«Sono una scrittrice. Mi sono mai sentita meno rispettata per questa ragione? Forse, qualche volta. Ho lasciato che questo mi infastidisse? No, perché non posso farci nulla se non fare il mio mestiere il meglio possibile».
Così apre la Lectio Magistralis Elizabeth Strout, con cui si inaugura la prima giornata del Salone del Libro di Torino, accolta, alla sua entrata, da uno scroscio prolungato di applausi da parte del numeroso pubblico, 450 posti per l’esattezza.
Tanti no, tanti romanzi rifiutati o liquidati con commenti che la incitano a mollare ma una sensazione, dentro di lei, che la spinge a perseverare. È proprio quello stesso istinto che la porta ad essere la scrittrice di enorme successo che è oggi.
Infatti la Strout, classe 1968, nel 2009, ha vinto il Premio Pulitzer per la narrativa con il romanzo Olive Kitteridge (2008), che è stato anche premiato con il Premio Bancarella nel 2010 e il Premio Mondello nel 2012. Alcuni dei suoi romanzi di successo includono I ragazzi Burgess (2013) e Mi chiamo Lucy Barton (2016). Il suo seguito, Lucy davanti al mare, è stato pubblicato nel 2022, e ha già annunciato un altro romanzo intitolato Tell Me Everything, previsto per l’uscita ad agosto 2024 negli Stati Uniti.

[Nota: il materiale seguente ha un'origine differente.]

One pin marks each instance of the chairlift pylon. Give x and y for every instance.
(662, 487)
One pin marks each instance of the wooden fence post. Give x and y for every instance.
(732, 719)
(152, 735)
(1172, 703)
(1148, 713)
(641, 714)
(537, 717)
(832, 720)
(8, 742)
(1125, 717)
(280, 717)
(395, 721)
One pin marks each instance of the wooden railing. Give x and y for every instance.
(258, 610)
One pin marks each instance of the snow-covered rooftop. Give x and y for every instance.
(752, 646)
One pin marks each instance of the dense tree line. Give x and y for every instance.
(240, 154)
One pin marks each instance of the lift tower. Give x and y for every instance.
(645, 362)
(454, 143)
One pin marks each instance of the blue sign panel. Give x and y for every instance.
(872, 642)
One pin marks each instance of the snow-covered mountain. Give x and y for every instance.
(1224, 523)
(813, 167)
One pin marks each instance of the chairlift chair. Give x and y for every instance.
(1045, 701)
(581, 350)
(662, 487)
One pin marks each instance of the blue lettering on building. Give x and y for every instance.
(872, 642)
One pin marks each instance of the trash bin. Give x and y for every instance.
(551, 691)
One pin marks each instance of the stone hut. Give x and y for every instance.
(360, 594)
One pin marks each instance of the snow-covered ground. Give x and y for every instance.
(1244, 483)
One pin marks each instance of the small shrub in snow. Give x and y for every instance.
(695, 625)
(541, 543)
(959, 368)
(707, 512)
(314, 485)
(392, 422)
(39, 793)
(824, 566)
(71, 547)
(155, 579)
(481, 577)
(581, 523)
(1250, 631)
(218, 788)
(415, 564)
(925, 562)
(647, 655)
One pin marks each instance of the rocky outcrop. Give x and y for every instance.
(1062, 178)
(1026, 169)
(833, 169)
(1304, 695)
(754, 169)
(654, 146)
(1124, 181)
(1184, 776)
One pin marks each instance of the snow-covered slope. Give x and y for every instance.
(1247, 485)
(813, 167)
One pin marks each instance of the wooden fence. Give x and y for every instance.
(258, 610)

Una vocazione la sua che nasce da bambina, quando gioca nel bosco incontaminato del New Hampshire, incoraggiata dalla mamma, Beverly, che la sprona da subito a scrivere, da quello che si fa scuola al descrivere il calzolaio dove comprano le scarpe, e a osservare le persone.
«Mia mamma mi ha sempre stimolata e fu proprio lei a darmi dei quaderni chiedendomi di scrivere quello che avevo fatto oggi. Se andavamo a comprarmi le scarpette da ginnastica rosse mi diceva di descrivere il venditore» così la Strout ricorda la madre con grande affetto durante la Lectio al Salone.
«Ma non basta scrivere tutti i giorni sotto consiglio della mamma per essere scrittori», così dice convinta l’autrice.
Serve costanza, perseveranza.
La sua infatti è una passione, che la porta nel corso della vita a fare sacrifici, tra il lavoro da barista a Oxford e la scuola di legge, purché l’unica costante resti la scrittura.
Negli anni impara a osservare attentamente le persone, cerca di capire cosa avessero in testa anche se afferma che «è impossibile capire gli altri, ma possiamo capire solo noi stessi». Ma sulla metro si diverte a imitare le espressioni della gente seduta di fronte a lei e ad entrare in empatia con loro. «Una volta ho imitato l’espressione corrucciata di un uomo – racconta la Strout- nel farlo ho capito quanto cupa dovesse essere cupo».
Una caratteristica che diventa la cifra stilistica dei suoi libri, nelle storie che decide di narrare, nella loro forma più rivoluzionaria.
Una donna scrittrice da cui apprendere la lezione fondamentale per rincorrere i propri sogni: «Just keep going».